By Mohamad Badr MD WCSP and Jeanine Maguire PhD MPT FCPP CWS
DOI: 10.56885/012720hqwcaz
Abstract: Limb preservation has emerged as a critical benchmark, and a suggested metric, of health-care system performance, reflecting the interplay of early detection, multidisciplinary coordination, and reimbursement alignment. Despite advances in vascular and wound care, profound global disparities persist in lower-extremity amputation (LEA) rates. This comparative narrative review examines how the four dominant global health-care financing models—Beveridge, Bismarck, National Health Insurance (NHI), and Out-of-Pocket—influence access to limb salvage services and long-term clinical outcomes. Two contrasting regional paradigms anchor this analysis.

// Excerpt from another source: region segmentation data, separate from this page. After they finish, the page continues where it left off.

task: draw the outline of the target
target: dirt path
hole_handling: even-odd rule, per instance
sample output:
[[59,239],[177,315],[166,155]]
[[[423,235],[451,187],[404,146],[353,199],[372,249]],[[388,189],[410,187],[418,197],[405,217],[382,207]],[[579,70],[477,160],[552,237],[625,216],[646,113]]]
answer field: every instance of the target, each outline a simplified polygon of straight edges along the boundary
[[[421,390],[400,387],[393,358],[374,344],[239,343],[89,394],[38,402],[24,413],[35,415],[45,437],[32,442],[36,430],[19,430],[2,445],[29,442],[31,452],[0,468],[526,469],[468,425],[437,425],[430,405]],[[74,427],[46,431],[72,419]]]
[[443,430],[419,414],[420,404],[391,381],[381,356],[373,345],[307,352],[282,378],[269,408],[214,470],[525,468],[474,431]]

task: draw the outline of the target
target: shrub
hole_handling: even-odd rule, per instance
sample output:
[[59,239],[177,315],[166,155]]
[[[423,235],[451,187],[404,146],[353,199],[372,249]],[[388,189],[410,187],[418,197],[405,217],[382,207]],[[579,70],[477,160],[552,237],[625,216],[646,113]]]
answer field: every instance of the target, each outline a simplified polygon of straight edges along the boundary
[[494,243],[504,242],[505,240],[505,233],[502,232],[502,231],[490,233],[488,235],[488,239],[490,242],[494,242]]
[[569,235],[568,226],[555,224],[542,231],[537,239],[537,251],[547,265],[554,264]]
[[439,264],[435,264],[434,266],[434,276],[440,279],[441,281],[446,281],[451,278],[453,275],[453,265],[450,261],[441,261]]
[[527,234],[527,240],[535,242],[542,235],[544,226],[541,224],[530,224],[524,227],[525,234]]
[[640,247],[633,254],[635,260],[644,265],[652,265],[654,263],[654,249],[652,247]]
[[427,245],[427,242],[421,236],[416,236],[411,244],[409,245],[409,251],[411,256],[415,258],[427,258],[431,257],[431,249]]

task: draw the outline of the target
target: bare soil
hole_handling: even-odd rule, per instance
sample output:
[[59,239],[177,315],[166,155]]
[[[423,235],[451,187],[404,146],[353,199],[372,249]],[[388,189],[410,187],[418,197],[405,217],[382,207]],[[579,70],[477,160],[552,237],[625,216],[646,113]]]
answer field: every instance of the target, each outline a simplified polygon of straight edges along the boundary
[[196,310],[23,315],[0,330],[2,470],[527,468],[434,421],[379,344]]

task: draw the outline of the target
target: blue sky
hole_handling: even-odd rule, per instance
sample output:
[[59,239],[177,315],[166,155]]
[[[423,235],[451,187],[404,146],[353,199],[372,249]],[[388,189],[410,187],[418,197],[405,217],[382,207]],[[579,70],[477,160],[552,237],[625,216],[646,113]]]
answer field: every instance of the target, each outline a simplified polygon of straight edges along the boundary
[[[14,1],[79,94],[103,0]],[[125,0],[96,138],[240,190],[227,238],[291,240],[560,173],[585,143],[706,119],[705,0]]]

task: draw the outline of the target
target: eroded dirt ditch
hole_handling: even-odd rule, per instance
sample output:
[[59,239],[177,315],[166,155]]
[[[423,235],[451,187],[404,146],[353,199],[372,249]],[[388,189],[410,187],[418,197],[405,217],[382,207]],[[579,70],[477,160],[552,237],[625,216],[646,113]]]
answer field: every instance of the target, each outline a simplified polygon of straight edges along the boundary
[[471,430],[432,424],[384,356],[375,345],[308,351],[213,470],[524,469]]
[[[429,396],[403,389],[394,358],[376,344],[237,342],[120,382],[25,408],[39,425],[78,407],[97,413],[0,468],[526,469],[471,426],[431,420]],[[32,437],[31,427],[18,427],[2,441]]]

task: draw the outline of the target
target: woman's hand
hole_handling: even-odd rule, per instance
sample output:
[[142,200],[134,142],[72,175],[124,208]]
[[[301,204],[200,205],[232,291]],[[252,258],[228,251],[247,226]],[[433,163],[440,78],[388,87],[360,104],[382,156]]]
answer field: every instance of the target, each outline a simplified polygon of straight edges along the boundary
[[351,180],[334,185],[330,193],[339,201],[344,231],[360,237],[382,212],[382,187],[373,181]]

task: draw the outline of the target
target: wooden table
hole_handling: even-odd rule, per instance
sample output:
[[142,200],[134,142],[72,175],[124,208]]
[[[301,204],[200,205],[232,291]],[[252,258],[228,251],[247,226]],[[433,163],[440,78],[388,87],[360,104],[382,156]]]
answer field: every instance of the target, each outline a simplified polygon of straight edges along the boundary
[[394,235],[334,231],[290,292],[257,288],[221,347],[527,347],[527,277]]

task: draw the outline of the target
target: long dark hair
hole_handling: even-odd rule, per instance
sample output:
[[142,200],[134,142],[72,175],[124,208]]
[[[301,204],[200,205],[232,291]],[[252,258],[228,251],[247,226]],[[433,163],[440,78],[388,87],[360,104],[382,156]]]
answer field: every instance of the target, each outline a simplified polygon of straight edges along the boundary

The first is the Middle East and North Africa (MENA) region, which faces a dual burden: the world's highest proportional diabetes prevalence and a 1.39% annual increase in LEA incidence driven by political instability and armed conflict. Within MENA, marked heterogeneity exists. The second is the United States, which presents a contrasting picture of structural complexity: a system that achieved documented declines in major amputation rates through the early 2010s (Goodney et al., 2013) before experiencing a subsequent reversal, with current combined amputation rates approximately two to three times those of peer nations (Weaver et al., 2024). Universal drivers of limb loss identified across all systems include delayed patient presentation, socioeconomic disparities, deficient wound education, and misaligned reimbursement. Emerging best practices—including standardized preventive pathways.